# Best Cat Shampoo



## KittehNom

Just wondered what Shampoo others use for their cats?

I bathed Jango (5 months old) for the first time today and it was a huge sucess  He even started "swimming" in the bath (well, not swimming, it was only belly height for him, but he was happily walking around in the bath and playing)!! :shocked:

Wasn't so impressed when I had to rinse him off after lathering up with the shampoo I got from the vet though. And the hair dryer wasnt hugely popular although once he realised it was warm and pleasant he chilled out quite alot.

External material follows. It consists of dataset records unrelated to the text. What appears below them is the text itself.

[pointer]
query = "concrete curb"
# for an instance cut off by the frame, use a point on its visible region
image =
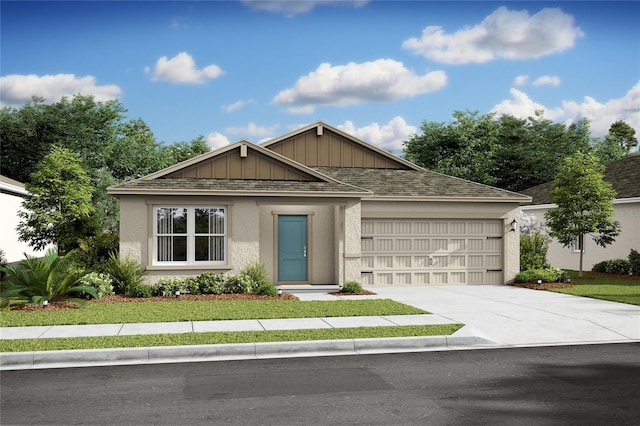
(242, 351)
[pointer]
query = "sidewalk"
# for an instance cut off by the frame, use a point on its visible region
(494, 317)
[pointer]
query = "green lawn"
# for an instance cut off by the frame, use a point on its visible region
(186, 310)
(605, 287)
(224, 337)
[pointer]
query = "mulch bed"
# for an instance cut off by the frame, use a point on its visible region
(65, 305)
(543, 286)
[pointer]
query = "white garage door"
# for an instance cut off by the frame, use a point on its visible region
(436, 252)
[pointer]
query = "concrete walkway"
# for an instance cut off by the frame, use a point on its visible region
(494, 316)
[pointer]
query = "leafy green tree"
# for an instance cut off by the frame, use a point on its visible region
(585, 203)
(58, 208)
(36, 280)
(463, 147)
(624, 135)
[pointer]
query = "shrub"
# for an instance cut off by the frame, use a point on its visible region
(533, 251)
(634, 262)
(267, 289)
(36, 280)
(125, 273)
(100, 282)
(352, 287)
(548, 275)
(240, 284)
(191, 285)
(258, 273)
(94, 252)
(210, 283)
(167, 287)
(614, 266)
(140, 290)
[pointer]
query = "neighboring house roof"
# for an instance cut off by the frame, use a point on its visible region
(316, 160)
(623, 175)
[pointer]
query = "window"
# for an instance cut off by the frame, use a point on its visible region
(578, 244)
(190, 235)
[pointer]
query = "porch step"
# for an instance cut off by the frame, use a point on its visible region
(299, 288)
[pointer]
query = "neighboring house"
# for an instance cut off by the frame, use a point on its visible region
(624, 176)
(11, 195)
(319, 206)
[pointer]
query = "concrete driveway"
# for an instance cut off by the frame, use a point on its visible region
(513, 316)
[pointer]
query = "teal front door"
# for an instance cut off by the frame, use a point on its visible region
(292, 248)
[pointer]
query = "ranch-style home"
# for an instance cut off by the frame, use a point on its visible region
(319, 206)
(624, 176)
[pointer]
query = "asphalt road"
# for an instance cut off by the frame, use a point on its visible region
(568, 385)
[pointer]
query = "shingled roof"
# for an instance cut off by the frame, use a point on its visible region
(623, 175)
(416, 184)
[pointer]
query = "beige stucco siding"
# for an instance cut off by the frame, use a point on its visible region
(627, 212)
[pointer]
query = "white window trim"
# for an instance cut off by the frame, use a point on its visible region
(191, 234)
(576, 246)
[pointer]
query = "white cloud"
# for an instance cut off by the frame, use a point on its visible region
(291, 8)
(521, 80)
(182, 69)
(380, 80)
(600, 115)
(506, 34)
(17, 89)
(253, 129)
(217, 140)
(237, 105)
(387, 136)
(547, 80)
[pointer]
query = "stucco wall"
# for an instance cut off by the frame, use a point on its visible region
(627, 212)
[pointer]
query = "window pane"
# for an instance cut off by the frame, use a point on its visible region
(179, 249)
(202, 249)
(179, 221)
(202, 221)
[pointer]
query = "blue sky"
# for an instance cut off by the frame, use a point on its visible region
(231, 70)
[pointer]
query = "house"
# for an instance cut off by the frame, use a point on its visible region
(12, 193)
(624, 176)
(319, 206)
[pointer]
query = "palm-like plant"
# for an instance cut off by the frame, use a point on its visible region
(35, 280)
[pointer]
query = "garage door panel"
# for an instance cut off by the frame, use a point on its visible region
(421, 252)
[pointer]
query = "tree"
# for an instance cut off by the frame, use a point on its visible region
(585, 204)
(58, 208)
(463, 147)
(624, 135)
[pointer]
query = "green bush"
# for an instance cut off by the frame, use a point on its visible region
(258, 273)
(352, 287)
(140, 290)
(548, 275)
(125, 273)
(240, 284)
(167, 287)
(191, 285)
(100, 282)
(614, 266)
(36, 280)
(94, 252)
(533, 251)
(634, 262)
(267, 289)
(210, 283)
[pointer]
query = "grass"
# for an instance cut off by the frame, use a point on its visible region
(25, 345)
(211, 310)
(605, 287)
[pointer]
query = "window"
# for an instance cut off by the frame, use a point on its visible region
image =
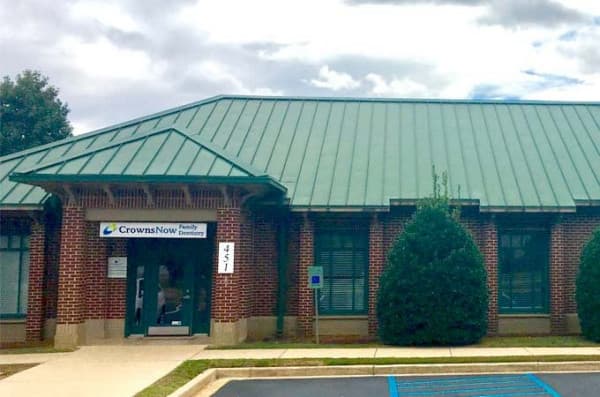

So can anyone recommend any specific brands? the one the vet gave me is a generic cat and dog neutral shampoo and Jango is nice and soft and fluffy now but I would like to get something nicer if there is something 

If it makes any difference he is a Birman, so has quite a light coat colour.

Many thanks!

x


----------



## messyhearts

I use Johnsson's no tears baby shampoo for my Birmans.


----------



## rcmadd

we use BLUE PEARL from groomers.

its a shampoo specifically for white cats/dogs and has a really nice after smell.. we have even had judges mention the lovely smell.


----------



## KittehNom

Thanks all for the replies 

Didnt even know where to start looking so this is really helpful :thumbup:

x


----------



## poshmog

I use House of Anju ,and Ive used loads of others ,but these do the job brilliantly.


----------



## ambercat

I use Ring 5 Bright White for my persians (I've got colourpoints, but I also use it for my solid red)  I've used it ever since I've had persians, about 14 yrs. I've tried other shampoos, but always come back to this one. RING 5 BRIGHT WHITE SHAMPOO --- Purrsonal Touch


----------



## carolmanycats

I use Jerob on the Selkirks and BioGroom on others


----------



## alisondalziel

I'm training to be an animal groomer so the world of shampoo just opened to me lol.

I thoroughly recommend Kelco shampoos, they really are the best.

I used to use Anju Beaute but find the smell a bit 'iffy', plus the person supplying the UK turned on me after i put a bottle that i decided not to use onto Ebay!! Needless to say i won't be buying from her again!! :cursing:

Pet shop shampoos are ok but if you're looking for value and quality, groomers stuff is far superior!!


----------



## fluffball

Where can I find these shampoos ? I'm using Johnsons No tears at the mo but as I would like to show in future think it might be best that I get something a bit more professional :smile5:


----------



## rcmadd

Google groomers online


----------